To avoid damaging the precious, fragile herbarium specimens, Siân created models of them to make moulds and casts for other depictions of the plants. 

So from these starting points of book and specimens a whole wide range of representations of these plants was created to help us look at them in different ways. I’ve also found that the way the art works look changes with the time of day and the weather – and this adds to special nature of them.

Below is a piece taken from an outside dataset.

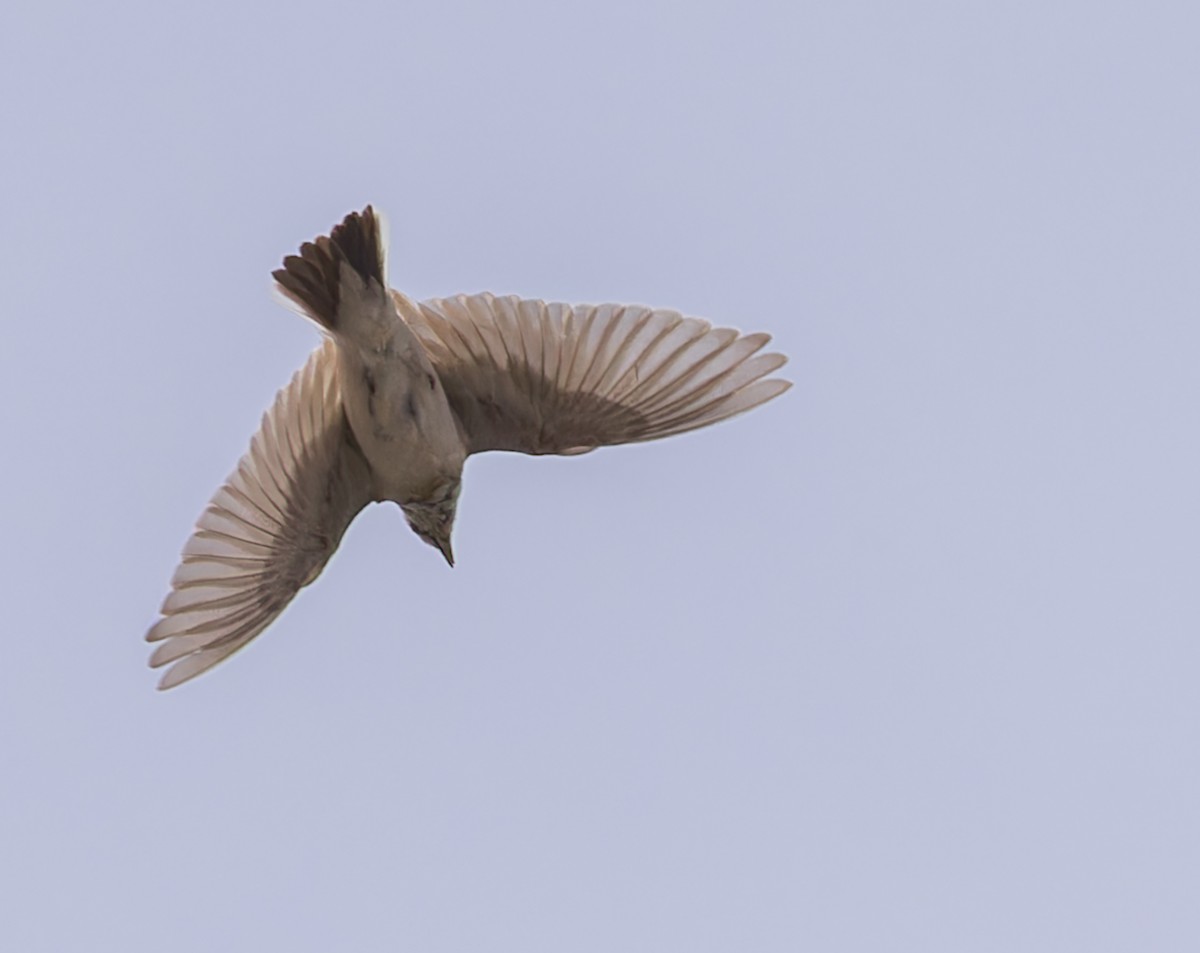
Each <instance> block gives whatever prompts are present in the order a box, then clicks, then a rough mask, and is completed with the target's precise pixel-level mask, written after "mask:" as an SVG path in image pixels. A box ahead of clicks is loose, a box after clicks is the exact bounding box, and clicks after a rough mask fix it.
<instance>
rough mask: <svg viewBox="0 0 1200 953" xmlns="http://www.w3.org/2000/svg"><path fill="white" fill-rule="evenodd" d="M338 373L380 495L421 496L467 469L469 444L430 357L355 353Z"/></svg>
mask: <svg viewBox="0 0 1200 953" xmlns="http://www.w3.org/2000/svg"><path fill="white" fill-rule="evenodd" d="M420 356H422V358H424V354H422V355H420ZM338 372H340V383H341V385H342V400H343V403H344V406H346V416H347V420H348V421H349V425H350V430H352V431H353V432H354V438H355V439H356V440H358V443H359V446H360V448H361V449H362V455H364V456H365V457H366V460H367V463H370V464H371V469H372V478H373V480H374V483H376V485H377V490H378V496H379V497H380V498H385V499H395V501H396V502H398V503H407V502H410V501H412V499H420V498H422V495H424V493H426V492H428V487H430V486H431V485H436V484H437V483H439V481H440V480H443V479H445V478H446V476H457V475H458V474H460V473H461V472H462V463H463V460H464V458H466V445H464V443H463V440H462V437H461V436H460V433H458V427H457V424H456V421H455V418H454V413H452V412H451V409H450V404H449V402H448V401H446V397H445V391H444V390H443V389H442V386H440V382H439V380H438V377H437V374H436V373H434V371H433V368H432V366H431V365H430V364H428V360H427V359H426V360H424V361H422V360H414V359H413V358H412V355H395V354H361V353H353V352H349V353H344V354H343V356H342V360H341V361H340V365H338Z"/></svg>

A sense of place also enriches what we feel about these works of art and what has inspired them. So, to help us get that sense of place, Sian has created the soundscapes you can listen to downstairs and the videos on the first floor. These really do give us a greater appreciation of the other works of art, as well as being good to enjoy in their own right. The videos were made using old round Victorian mirrors to give a particular feel of tonal range and image shape. I think that concentrating on only one sense at a time helps us to focus on what we are sensing. These parts of the exhibition are particularly meditative, I feel. I also liked the echoes of the videos looking up at the different layers of the forest, in the multi-layered images created by stacking the engraved round acrylic discs.

Image courtesy of Caterina Salvi

If you haven’t been yet, you have until 22nd March to view the exhibition. If you’ve already been, then why not come again? – as, looking again, you will get the opportunity to see it in different lighting, in different ways. I have certainly appreciated After Hortus Malabaricus more and more as I have spent time with it.